There were a number of press releases early on Friday discussing the need for accelerated action on energy to implement the Paris Agreement, the investment needed to reach agriculture, and the amount of financing required to meet the sustainable development goals on water.
A number of leaders across a range of sectors announced a number of new initiatives to aid the transition to renewable energy. The cost of renewable energy is set to continue to fall, below oil and natural gas over the next few years. A recent solar energy auction in Chile sold solar power for just $32.5/MWh, a figure well below the cost of oil and gas. And it will become increasingly cheaper.

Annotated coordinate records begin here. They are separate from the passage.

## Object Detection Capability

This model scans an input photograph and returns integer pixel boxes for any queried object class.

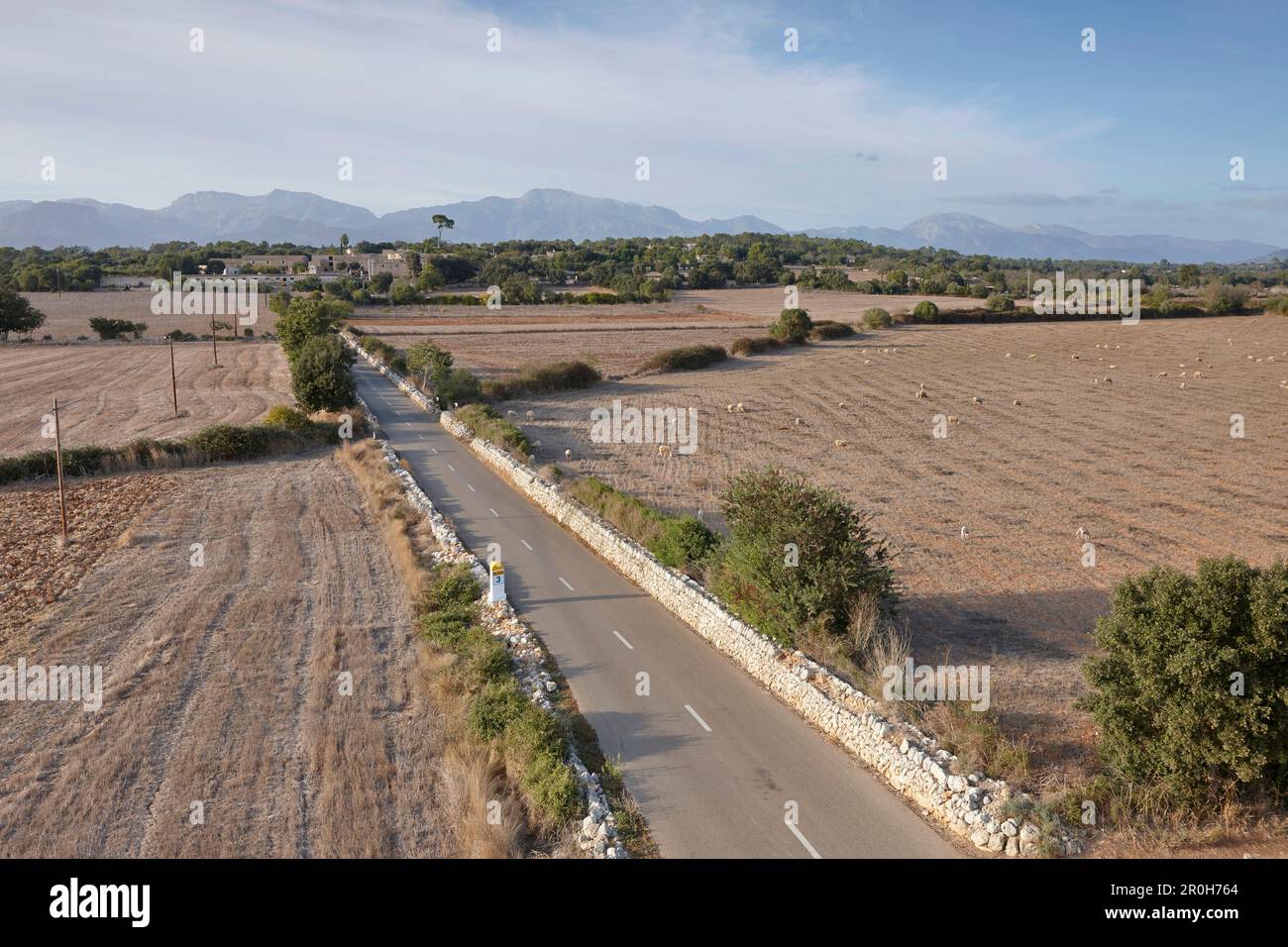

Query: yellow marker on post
[486,562,505,601]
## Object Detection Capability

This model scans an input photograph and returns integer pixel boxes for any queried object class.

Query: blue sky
[0,0,1288,246]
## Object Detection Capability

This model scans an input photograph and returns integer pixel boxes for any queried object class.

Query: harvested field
[0,456,463,858]
[510,316,1288,776]
[22,290,277,342]
[0,342,295,454]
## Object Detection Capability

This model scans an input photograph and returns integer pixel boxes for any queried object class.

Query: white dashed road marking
[787,822,823,858]
[684,703,711,733]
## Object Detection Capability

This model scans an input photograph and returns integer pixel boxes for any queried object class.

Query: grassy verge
[0,407,360,483]
[340,442,652,857]
[454,404,532,463]
[567,476,720,579]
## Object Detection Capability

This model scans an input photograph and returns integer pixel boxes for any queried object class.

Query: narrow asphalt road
[355,361,958,858]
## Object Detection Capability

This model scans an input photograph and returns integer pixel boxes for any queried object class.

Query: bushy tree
[0,290,46,339]
[1085,557,1288,805]
[769,309,814,346]
[291,335,357,411]
[407,342,452,376]
[912,299,939,322]
[711,467,894,646]
[277,299,353,361]
[863,308,894,329]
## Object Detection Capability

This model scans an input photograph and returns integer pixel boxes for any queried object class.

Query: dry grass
[336,441,531,858]
[0,458,473,857]
[0,343,293,455]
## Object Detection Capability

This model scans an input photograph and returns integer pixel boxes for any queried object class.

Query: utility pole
[54,398,67,546]
[170,342,179,417]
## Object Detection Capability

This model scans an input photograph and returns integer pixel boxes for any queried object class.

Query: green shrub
[1085,557,1288,806]
[456,404,532,458]
[863,307,894,329]
[185,424,269,460]
[277,299,353,361]
[465,677,528,740]
[636,346,729,374]
[711,467,894,646]
[421,563,483,611]
[291,335,357,411]
[729,335,786,356]
[406,342,452,376]
[912,299,942,322]
[769,309,814,346]
[433,368,483,407]
[648,517,720,570]
[808,320,854,342]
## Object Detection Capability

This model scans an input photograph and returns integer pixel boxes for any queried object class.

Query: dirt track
[0,458,456,857]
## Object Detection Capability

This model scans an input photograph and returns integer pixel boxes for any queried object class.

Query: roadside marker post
[486,562,505,601]
[54,398,67,546]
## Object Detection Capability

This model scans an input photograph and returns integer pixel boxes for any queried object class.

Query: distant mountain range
[0,188,1288,263]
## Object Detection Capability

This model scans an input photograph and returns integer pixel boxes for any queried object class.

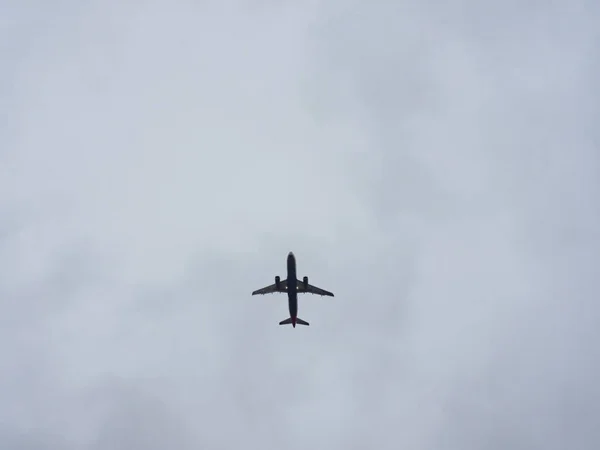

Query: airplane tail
[279,317,310,328]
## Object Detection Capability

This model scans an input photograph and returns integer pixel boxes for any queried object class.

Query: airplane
[252,252,333,328]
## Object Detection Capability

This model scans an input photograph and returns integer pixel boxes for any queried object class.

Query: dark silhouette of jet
[252,252,333,328]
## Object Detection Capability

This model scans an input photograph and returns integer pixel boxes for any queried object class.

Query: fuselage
[287,252,298,327]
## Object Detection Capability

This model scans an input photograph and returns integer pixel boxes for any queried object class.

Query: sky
[0,0,600,450]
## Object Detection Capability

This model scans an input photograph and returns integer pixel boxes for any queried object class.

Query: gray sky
[0,0,600,450]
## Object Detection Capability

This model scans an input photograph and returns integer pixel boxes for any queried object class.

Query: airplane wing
[296,280,333,297]
[252,280,287,295]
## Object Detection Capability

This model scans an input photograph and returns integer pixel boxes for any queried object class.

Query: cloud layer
[0,1,600,450]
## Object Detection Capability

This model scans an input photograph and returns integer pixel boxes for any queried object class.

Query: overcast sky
[0,0,600,450]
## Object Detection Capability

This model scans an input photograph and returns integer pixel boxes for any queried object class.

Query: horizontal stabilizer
[279,317,310,326]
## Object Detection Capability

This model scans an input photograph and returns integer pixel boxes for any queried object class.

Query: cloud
[0,2,600,449]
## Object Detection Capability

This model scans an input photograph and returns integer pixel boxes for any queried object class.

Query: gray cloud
[0,2,600,449]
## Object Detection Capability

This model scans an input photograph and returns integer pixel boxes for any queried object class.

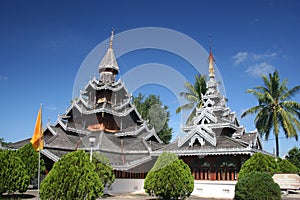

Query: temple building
[42,29,163,178]
[10,32,268,198]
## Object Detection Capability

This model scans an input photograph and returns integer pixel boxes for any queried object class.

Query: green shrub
[144,152,194,199]
[0,150,30,195]
[278,159,299,173]
[234,172,281,200]
[93,152,115,187]
[17,143,46,181]
[285,147,300,169]
[239,153,280,178]
[40,151,103,200]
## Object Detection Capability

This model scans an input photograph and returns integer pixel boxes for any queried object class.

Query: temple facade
[42,32,163,178]
[10,32,268,198]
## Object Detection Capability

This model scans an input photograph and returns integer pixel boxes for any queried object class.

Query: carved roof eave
[193,109,217,125]
[57,120,91,135]
[178,125,217,147]
[145,126,163,144]
[112,156,152,171]
[75,104,134,117]
[181,123,238,132]
[44,125,59,135]
[151,146,269,156]
[41,149,60,162]
[115,123,146,137]
[84,79,125,92]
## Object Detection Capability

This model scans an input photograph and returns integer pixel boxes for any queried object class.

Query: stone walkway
[2,190,300,200]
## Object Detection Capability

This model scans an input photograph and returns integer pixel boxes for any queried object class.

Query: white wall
[104,179,145,194]
[192,180,237,199]
[104,179,236,199]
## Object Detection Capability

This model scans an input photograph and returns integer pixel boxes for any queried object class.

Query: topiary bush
[234,172,281,200]
[40,150,103,200]
[0,150,30,196]
[278,159,299,173]
[239,153,280,178]
[93,152,115,187]
[144,152,194,199]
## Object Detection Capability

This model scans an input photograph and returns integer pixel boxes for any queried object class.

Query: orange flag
[30,107,44,151]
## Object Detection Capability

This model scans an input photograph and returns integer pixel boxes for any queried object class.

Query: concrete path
[2,190,300,200]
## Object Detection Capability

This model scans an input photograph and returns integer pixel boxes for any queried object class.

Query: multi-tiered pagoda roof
[42,29,162,170]
[156,47,265,156]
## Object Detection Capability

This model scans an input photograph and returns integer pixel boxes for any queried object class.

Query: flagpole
[38,103,43,199]
[30,104,44,199]
[38,150,41,199]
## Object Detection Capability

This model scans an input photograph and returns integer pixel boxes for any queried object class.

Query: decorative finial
[109,28,114,49]
[208,34,215,78]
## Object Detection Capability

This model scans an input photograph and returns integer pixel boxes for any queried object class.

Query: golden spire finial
[109,28,114,49]
[208,35,215,78]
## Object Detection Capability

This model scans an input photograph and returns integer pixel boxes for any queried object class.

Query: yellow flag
[30,107,44,151]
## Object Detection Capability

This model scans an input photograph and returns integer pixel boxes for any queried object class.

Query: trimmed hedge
[234,172,281,200]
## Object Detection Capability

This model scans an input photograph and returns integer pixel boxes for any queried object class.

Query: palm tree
[242,70,300,157]
[176,74,207,124]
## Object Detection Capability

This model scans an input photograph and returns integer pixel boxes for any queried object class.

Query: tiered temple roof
[155,47,262,156]
[42,32,162,170]
[10,32,266,171]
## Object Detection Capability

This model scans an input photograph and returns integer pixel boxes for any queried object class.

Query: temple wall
[192,180,237,199]
[104,178,145,194]
[104,179,236,199]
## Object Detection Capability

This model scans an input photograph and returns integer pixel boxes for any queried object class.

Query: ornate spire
[208,35,215,78]
[109,28,114,49]
[98,29,119,83]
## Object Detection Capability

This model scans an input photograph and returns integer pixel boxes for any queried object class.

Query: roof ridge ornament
[109,28,115,49]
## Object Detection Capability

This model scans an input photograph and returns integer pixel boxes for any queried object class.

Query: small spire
[109,28,114,49]
[208,35,215,78]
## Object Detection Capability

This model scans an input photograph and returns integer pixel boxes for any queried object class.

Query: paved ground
[2,190,300,200]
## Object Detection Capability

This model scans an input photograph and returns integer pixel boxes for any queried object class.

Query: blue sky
[0,0,300,156]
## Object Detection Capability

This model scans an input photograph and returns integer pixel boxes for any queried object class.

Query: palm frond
[241,105,262,118]
[281,85,300,101]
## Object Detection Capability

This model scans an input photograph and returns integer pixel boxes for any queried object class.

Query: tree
[234,172,281,200]
[40,150,103,200]
[239,153,280,178]
[16,143,46,181]
[93,152,115,187]
[285,147,300,169]
[133,93,173,144]
[0,150,30,195]
[278,158,299,173]
[242,70,300,157]
[144,152,194,199]
[176,75,207,124]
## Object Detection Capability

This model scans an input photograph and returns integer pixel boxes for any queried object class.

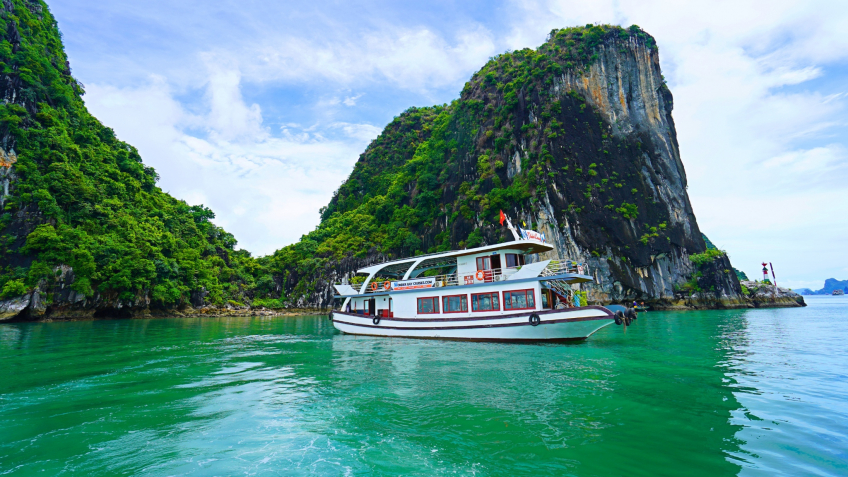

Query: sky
[49,0,848,289]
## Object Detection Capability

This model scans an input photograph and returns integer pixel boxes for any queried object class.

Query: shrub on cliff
[0,0,261,306]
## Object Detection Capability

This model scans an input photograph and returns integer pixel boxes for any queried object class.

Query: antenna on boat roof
[501,211,521,240]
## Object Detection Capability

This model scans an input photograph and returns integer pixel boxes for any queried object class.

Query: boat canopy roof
[357,240,554,278]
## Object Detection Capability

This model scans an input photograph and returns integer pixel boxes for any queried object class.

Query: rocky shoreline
[0,281,807,323]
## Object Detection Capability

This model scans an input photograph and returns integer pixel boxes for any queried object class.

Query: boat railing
[541,260,589,277]
[338,260,589,294]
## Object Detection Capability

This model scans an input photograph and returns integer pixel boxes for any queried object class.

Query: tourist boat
[330,218,635,341]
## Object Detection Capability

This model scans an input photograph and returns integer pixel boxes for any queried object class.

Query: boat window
[442,295,468,313]
[504,289,536,310]
[471,292,501,311]
[477,257,492,270]
[504,253,524,268]
[418,297,439,315]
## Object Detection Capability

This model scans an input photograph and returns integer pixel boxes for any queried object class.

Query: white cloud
[64,0,848,280]
[506,0,848,280]
[87,74,380,255]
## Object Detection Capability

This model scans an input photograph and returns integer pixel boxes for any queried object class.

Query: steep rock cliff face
[0,0,262,320]
[275,26,742,306]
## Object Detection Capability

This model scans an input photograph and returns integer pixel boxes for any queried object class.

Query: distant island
[793,278,848,295]
[0,0,803,321]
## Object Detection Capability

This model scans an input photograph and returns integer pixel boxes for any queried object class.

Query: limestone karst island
[0,0,848,476]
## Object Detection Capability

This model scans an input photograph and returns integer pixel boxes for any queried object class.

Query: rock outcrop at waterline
[0,0,264,320]
[268,26,745,307]
[0,9,788,319]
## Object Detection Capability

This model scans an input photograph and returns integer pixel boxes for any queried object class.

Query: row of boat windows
[418,289,536,315]
[470,253,524,270]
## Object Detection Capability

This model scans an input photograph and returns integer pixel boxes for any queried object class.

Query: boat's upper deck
[335,239,591,297]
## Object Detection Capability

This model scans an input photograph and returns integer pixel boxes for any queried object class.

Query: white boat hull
[333,306,614,341]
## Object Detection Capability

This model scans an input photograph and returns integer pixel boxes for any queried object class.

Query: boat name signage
[392,277,436,290]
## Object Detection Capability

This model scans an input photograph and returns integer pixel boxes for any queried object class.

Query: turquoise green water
[0,297,848,476]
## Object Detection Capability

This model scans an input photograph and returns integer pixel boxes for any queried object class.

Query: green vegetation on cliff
[268,25,696,301]
[0,0,704,309]
[0,0,259,306]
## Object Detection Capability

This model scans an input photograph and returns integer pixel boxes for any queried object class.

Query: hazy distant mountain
[794,278,848,295]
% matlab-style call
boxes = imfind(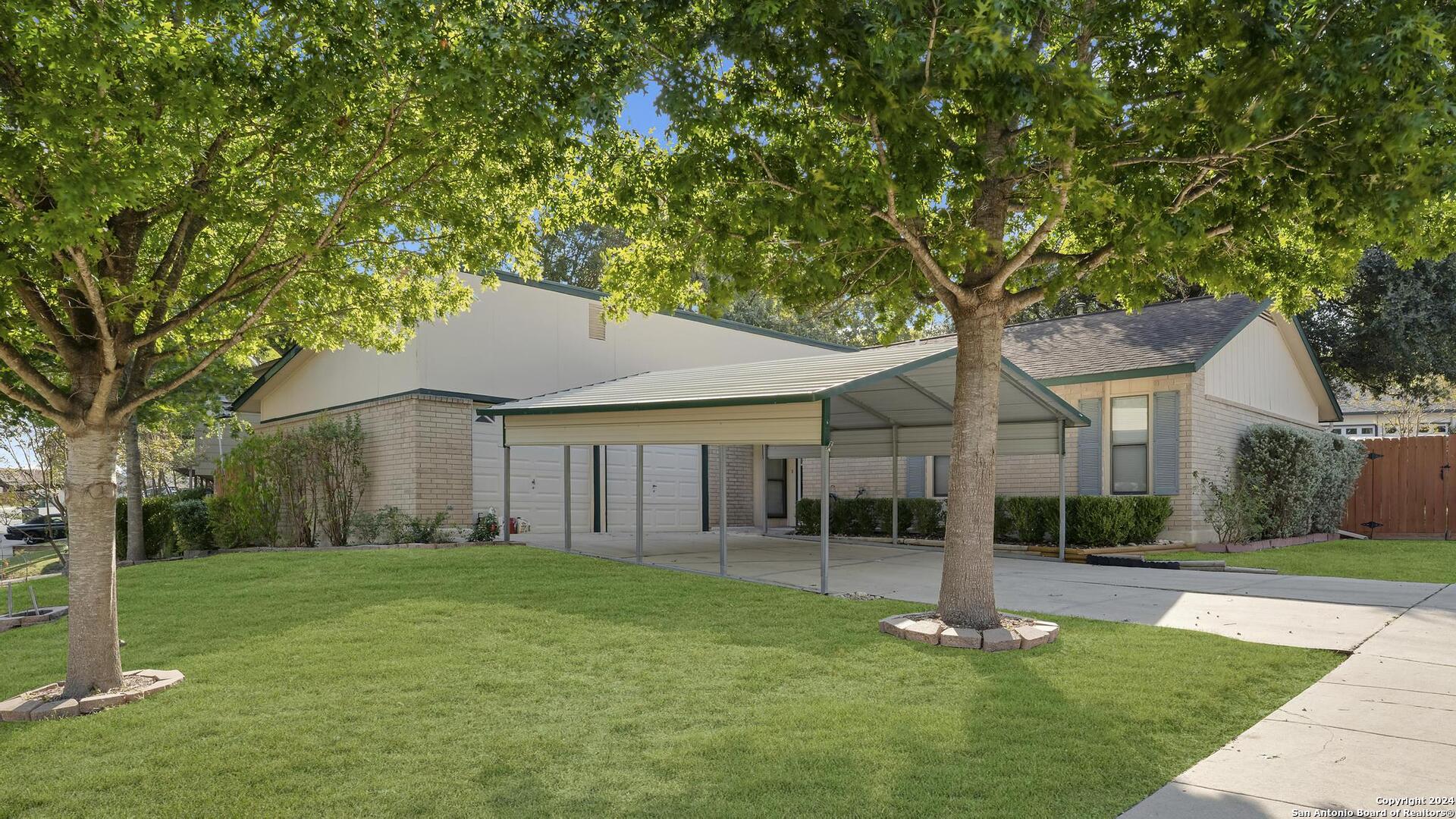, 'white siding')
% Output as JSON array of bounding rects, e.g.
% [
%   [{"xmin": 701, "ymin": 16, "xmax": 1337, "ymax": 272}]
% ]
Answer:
[{"xmin": 1203, "ymin": 318, "xmax": 1320, "ymax": 424}]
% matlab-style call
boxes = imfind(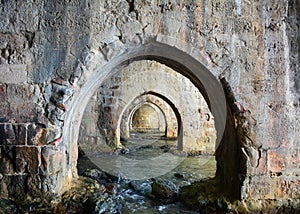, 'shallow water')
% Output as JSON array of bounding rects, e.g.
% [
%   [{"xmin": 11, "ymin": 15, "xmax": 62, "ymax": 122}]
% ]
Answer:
[{"xmin": 78, "ymin": 133, "xmax": 216, "ymax": 213}]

“Renewables and energy efficiency can together provide over 90% of the mitigation needed in the energy system by 2050 to achieve the ambitions of the Paris Agreement, whilst also boosting the economy, creating jobs and improving human health and well-being”.
– Adnan Z. Amin, Director-General of the International Renewable Energy Agency (IRENA)
The role of agriculture is vital in creating sustainable rural communities. The need for investment and climate action in agriculture will allow for the potential to reduce carbon emissions and protect rural communities against the effects of climate change. There were a number of recommendations made after discussions involving governments, civil society, the private sector and a number of small-scale farmers which include: Scaling up public and private climate finance flows to agriculture, investment in knowledge and information, and the building of capacity to address barriers to implement climate action.
Many of the national action plans submitted as part of the Paris Agreement prioritise creating sustainable water resources. However, the financing of doing so would need to triple to achieve targets. It is thought that 40% of the global population will be facing water shortages by 2050 which has the potential to increase migration and conflict over water resources, making water resources vital for future sustainable development.
On the morning of Day Five, Al Gore took to the stage in the Bonn Zone to discuss the current climate crisis and just some of the solutions to it. There was also an opportunity for five developing nations covering four continents to discuss the impacts of climate change on their nation and how they are dealing with those impacts.
A number of other events that took place on Day Five included: the role of ethanol as a low carbon fuel for transport, the water-energy nexus, and green activities in China. The last of those is perhaps the most important. In 2016, there were approximately 75 GigaWatts (GW) of solar power added to the global total of 303GW, the majority of this came from new installations in China. They are also harnessing wind power as another alternative to the coal and gas power stations that have allowed them to develop to the point they are at now. To me, it wouldn’t be any surprise to see China take the leading role at COP23 in the USA’s absence.
Alongside the events in Bonn on Day Five, more businesses committed to helping shape a clean economy. First of all, four major businesses have joined The Climate Group’s global electric vehicle campaign and pledged to transition to electric transport by 2030. These businesses are Air New Zealand, Mercury, Royal HaskoningDHV and AEON Mall (Follow the links for more information from each company). Another two companies have also joined The Climate Group’s RE100 campaign. Mace and CDP committed to achieving 100% renewable power, with Mace striving to achieve that by 2022.
The importance of transitioning to renewable energy and making agriculture and water resources more sustainable is vital to achieving the UN sustainable development goals and the national pledges made for the Paris Agreement. There is a lot happening in doing this, but more progress needs to be made if there is any hope of keeping climate change limited to the 2°C of warming advised by climate scientists.